И через час за Алевтиной Никаноровной не приехали, и через два. Телефон молчал тоже, а когда бабушка снимала трубку — мало ли, вдруг отключили или ветер порвал провода, — он гудел успокаивающе и даже как бы сочувствующе.
Конечно, ничего не стоило набрать номер сватов самой — несмотря на суровость характера гордыней бабушка не отличалась — но мероприятие уже началось и проходило неизвестно где.
Таким образом, вчерашние самые черные фантазии были опять тут как тут: за ней поехали, попали в автокатастрофу и теперь лежат в легендарной больнице имени доктора Склифософского — в «Склифе» по-местному, — хорошо, если за ней отправили тех самых ребят, что встретили в аэропорту, а если Эльку?
Когда минуло три часа, телефон зазвонил, паразит. И это была Элька — живая, невредимая, пьяная. Сперва она рыдала — бабушка успела опять струхнуть — жива ли сама невеста, но тут Эльвира враз успокоилась, и голос ее сделался деловитым.
— Мам, я не виновата, это все — Софка. Она вдруг, представь себе, решила, что мы своим плебейским видом унизим ее в глазах коренных москвичей. Она бы и меня с удовольствием сплавила в гостиницу после того, как я выложилась по полной программе, но — фигу ей. А между тем, мам, женишок-то огребает в месяц, страшно сказать, сто тридцать целковых, — в последнем слове Эльвира сделала ударение на первом слоге, конечно же, не случайно, — его папа с мамой уверены, что осчастливили не только невестку, но и нас с тобой, хотя, в общем-то, надо признать — люди они не до конца испорченные, меня приняли прекрасно да и тебя искренне хотели видеть, потому что явно огорчились, когда наша мегера вдруг заявила, что бабушке нездоровится и она просила обойтись без нее. А Софка, представляешь, какая дрянь, меня даже не предупредила, знала, что я взбунтуюсь, и поставила перед фактом, у меня даже нет слов… В общем, завтра с утра они с Димкой за тобой приедут. Так, во всяком случае, она сказала. И ты будешь представлена ко двору. Но ты, мамочка, поломайся хоть для порядка, чтоб поуговаривали, ведь твой-то конверт Софка ждет как манны небесной, потому что здешние-то не больно «намусорили», она уверена, что бабушка ради единственной внучки последнюю рубаху снимет, а ты не выкладывай подольше, а можешь и вообще сказать: накося выкуси. Хотя, понимаешь, ведь характер у этой ведьмы наш, мы это чудовище породили и воспитали…
Тут Эльвира на мгновение умолкла, чтобы перевести дух, и Алевтина Никаноровна получила возможность впервые за последние дни высказать вслух что-то вроде собственного мнения:
— Это ты брось, доченька. Не приплетай меня. Не вали с больной головы на здоровую, — ты родила и ты воспитала, да бабушка твоя, царствие ей небесное, поспособствовала…
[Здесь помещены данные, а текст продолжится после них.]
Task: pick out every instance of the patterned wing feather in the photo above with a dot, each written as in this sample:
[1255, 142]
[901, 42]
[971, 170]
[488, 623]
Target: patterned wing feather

Потом бабушка еще с полчаса прохаживалась по казенным, но весьма уютным коврам, разговаривала сама с собой. Пожалуй, ей было даже весело.
— Ну, Софка, ай да Софка! И это у нее точно — психическое. Не иначе. И что характерно: с одной стороны, своего не упустит, хватка, когда надо, зверская; но с другой стороны, иной раз словно бы изо всех сил старается напакостить себе. Она ведь знает, что я, если меня довести, могу на принцип встать. Вот не дам завтра ни копья, и пусть она хоть… Упрусь, как…
Впрочем, бабушка и сама не очень верила своим словам. Испытывала ли она обиду на внучку? Вряд ли. Скорей, это была досада, что опять провели. И досада-то — так себе…
Нет, Алевтина Никаноровна никогда не скажет ничего подобного тому, что сказала, умирая, ее мать. Поскольку лишь оскорбленная и униженная любовь способна на смертельную обиду. Здесь же никакой любви не ночевало. Ни с той, ни с другой стороны.